L’enjeu se chiffre en milliards d’euros. Certaines sociétés redoublent d’ingéniosité pour exploiter les disparités en matière fiscale entre différents pays et échapper à l’impôt ou bénéficier indûment de crédits d’impôt. La Commission européenne a lancé une consultation sur le sujet, demandant aux parties intéressées de lui fournir des détails sur les dispositifs qui aboutissent à une « double non-taxation ». L’Organisation de coopération et de développement économiques (OCDE) a aussi fait des recommandations pour lutter contre le phénomène. Raffaele Russo, conseiller au Centre de politique et d’administration fiscales de l’OCDE, rappelle que « ces dispositifs diminuent globalement les recettes des Etats, donnent à des entreprises un avantage concurrentiel, encouragent les investissements transfrontaliers au détriment des investissements domestiques, et affaiblissent la confiance dans le système fiscal ». Dans son rapport, l’OCDE décrit trois dispositifs hybrides qui conduisent à une double déduction, à une déduction dans un pays et à une non-inclusion de revenus dans un autre pays, ou à la génération d’un crédit d’impôt. Les instruments hybrides sont notamment très répandus. Le schéma est le suivant : une société A finance une société B grâce à un instrument considéré comme un apport en capital dans le pays A, mais comme une dette dans le pays B. La société A peut déduire les dividendes qu’elle reçoit de la société B, et celle-ci peut déduire les intérêts qu’elle verse à la société A. Autre exemple : les entités hybrides, traitées différemment par les pays A et B. « En France, des groupes internationaux utilisent des entités hybrides pour obtenir une double déduction des intérêts d’emprunt, observe Mikaël Maheust, avocat associé du cabinet Fidal.

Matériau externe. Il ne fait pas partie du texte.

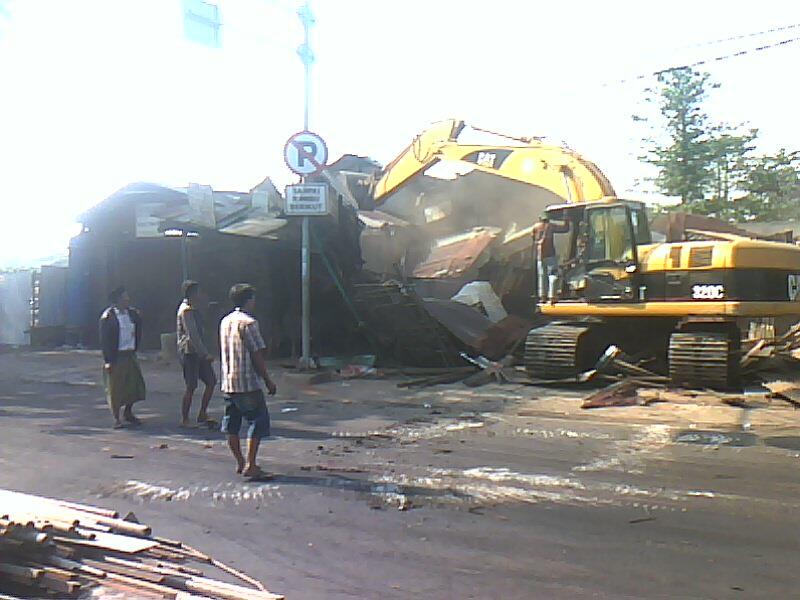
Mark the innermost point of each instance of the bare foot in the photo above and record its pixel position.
(255, 472)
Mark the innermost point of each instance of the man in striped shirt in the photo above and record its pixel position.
(243, 368)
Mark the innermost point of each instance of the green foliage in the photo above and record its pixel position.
(682, 160)
(711, 166)
(772, 188)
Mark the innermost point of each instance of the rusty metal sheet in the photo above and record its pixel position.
(453, 260)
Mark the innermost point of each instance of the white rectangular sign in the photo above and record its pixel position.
(307, 199)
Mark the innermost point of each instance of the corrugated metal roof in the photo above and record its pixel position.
(376, 219)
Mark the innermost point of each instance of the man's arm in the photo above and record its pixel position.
(105, 340)
(256, 346)
(563, 228)
(194, 335)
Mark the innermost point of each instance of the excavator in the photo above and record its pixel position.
(687, 305)
(683, 305)
(499, 185)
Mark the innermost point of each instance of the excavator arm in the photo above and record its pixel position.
(555, 168)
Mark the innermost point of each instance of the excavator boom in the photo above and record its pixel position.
(555, 168)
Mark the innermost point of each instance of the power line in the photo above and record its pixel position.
(699, 63)
(734, 38)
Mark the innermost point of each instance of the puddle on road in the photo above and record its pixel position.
(786, 442)
(704, 437)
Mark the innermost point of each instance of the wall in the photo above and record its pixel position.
(16, 290)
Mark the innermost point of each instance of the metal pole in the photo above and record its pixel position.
(184, 257)
(305, 361)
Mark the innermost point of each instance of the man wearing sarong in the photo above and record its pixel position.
(195, 357)
(120, 335)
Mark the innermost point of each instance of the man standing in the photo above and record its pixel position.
(120, 335)
(242, 366)
(193, 353)
(544, 244)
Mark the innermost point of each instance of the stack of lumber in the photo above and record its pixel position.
(52, 548)
(760, 351)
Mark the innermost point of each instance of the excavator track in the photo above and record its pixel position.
(552, 351)
(703, 359)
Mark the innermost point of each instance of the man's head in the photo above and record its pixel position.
(119, 298)
(243, 295)
(190, 289)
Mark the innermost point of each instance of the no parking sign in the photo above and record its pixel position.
(305, 153)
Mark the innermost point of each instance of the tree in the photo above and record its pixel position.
(729, 164)
(771, 188)
(682, 157)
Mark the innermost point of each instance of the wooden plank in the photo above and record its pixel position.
(112, 541)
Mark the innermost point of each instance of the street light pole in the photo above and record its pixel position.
(307, 56)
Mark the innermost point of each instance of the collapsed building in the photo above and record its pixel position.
(417, 262)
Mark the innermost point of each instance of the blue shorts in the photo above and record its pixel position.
(248, 405)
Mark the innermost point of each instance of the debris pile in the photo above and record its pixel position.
(55, 549)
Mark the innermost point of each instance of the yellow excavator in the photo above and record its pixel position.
(687, 305)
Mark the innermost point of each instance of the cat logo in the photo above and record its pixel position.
(794, 286)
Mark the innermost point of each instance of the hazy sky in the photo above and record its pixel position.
(99, 93)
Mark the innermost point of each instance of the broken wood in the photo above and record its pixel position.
(618, 394)
(47, 553)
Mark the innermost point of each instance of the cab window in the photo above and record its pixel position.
(610, 236)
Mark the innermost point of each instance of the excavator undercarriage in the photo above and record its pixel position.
(698, 353)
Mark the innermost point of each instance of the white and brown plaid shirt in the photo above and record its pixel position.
(239, 338)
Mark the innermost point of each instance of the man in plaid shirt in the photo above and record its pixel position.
(243, 368)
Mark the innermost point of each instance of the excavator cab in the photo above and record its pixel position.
(601, 264)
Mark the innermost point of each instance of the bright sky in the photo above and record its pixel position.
(95, 94)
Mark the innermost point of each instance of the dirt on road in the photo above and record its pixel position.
(448, 492)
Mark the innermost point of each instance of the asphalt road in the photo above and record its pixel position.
(448, 492)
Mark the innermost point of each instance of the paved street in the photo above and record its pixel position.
(447, 492)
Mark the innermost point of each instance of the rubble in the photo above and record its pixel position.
(56, 549)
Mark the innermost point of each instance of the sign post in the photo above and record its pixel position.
(305, 154)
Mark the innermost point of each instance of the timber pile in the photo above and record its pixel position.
(764, 351)
(50, 548)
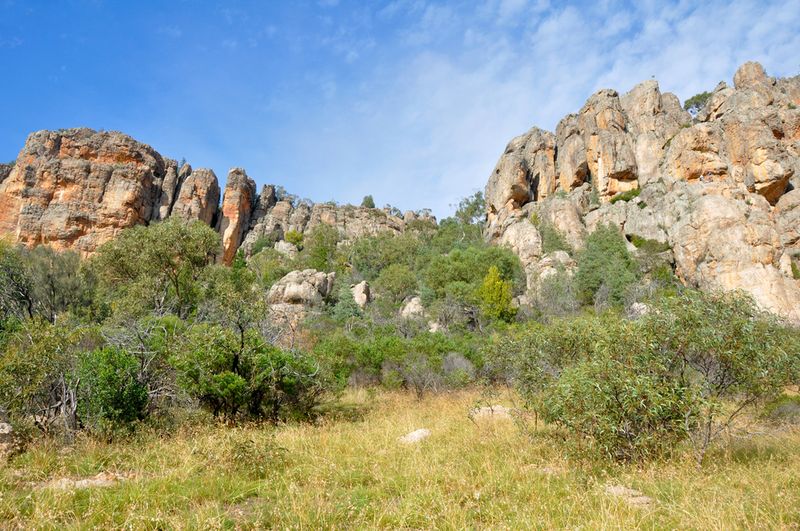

Les succursales ont parfois été utilisées à cette fin. Dans certains cas, des intérêts d’emprunt peuvent être déduits du revenu imposable de la succursale en France. En parallèle, fréquemment, le groupe peut déduire à l’étranger les mêmes intérêts, la succursale n’ayant pas de personnalité morale. »

Une assiette commune

Plusieurs pays ont déjà adopté des mesures pour lutter contre ce genre d’évasion fiscale. Depuis 2004, le Royaume-Uni oblige les contribuables et leurs conseils (avocats, experts-comptables…) à informer le fisc de tout procédé, en apparence légal, conçu pour échapper à l’impôt. « Ces communications ont permis de réduire de plus de 12 milliards de livres les possibilités d’évasion », note l’OCDE. Les autorités ont récemment déjoué des dispositifs qui auraient pu les priver de 500 millions de livres. Barclays, connue pour son habileté fiscale, a notamment cherché à éviter la taxation du gain réalisé lors d’un rachat de dette début décembre.Dans sa proposition sur une assiette commune pour l’impôt sur les sociétés (mars 2011), la Commission européenne stipule que « les transactions artificielles réalisées dans le seul but d’échapper à l’impôt » ne sont pas prises en compte dans le calcul de l’assiette imposable. En outre, elle devrait publier un document au quatrième trimestre sur la bonne gouvernance fiscale, les paradis fiscaux et la planification agressive. « La meilleure solution serait d’harmoniser la fiscalité des entreprises, mais c’est illusoire, estime Mikaël Maheust. L’idée pourrait être, comme le mentionne l’OCDE, de lier le traitement fiscal d’une entité ou d’un instrument hybride dans un pays à celui reçu dans un autre. »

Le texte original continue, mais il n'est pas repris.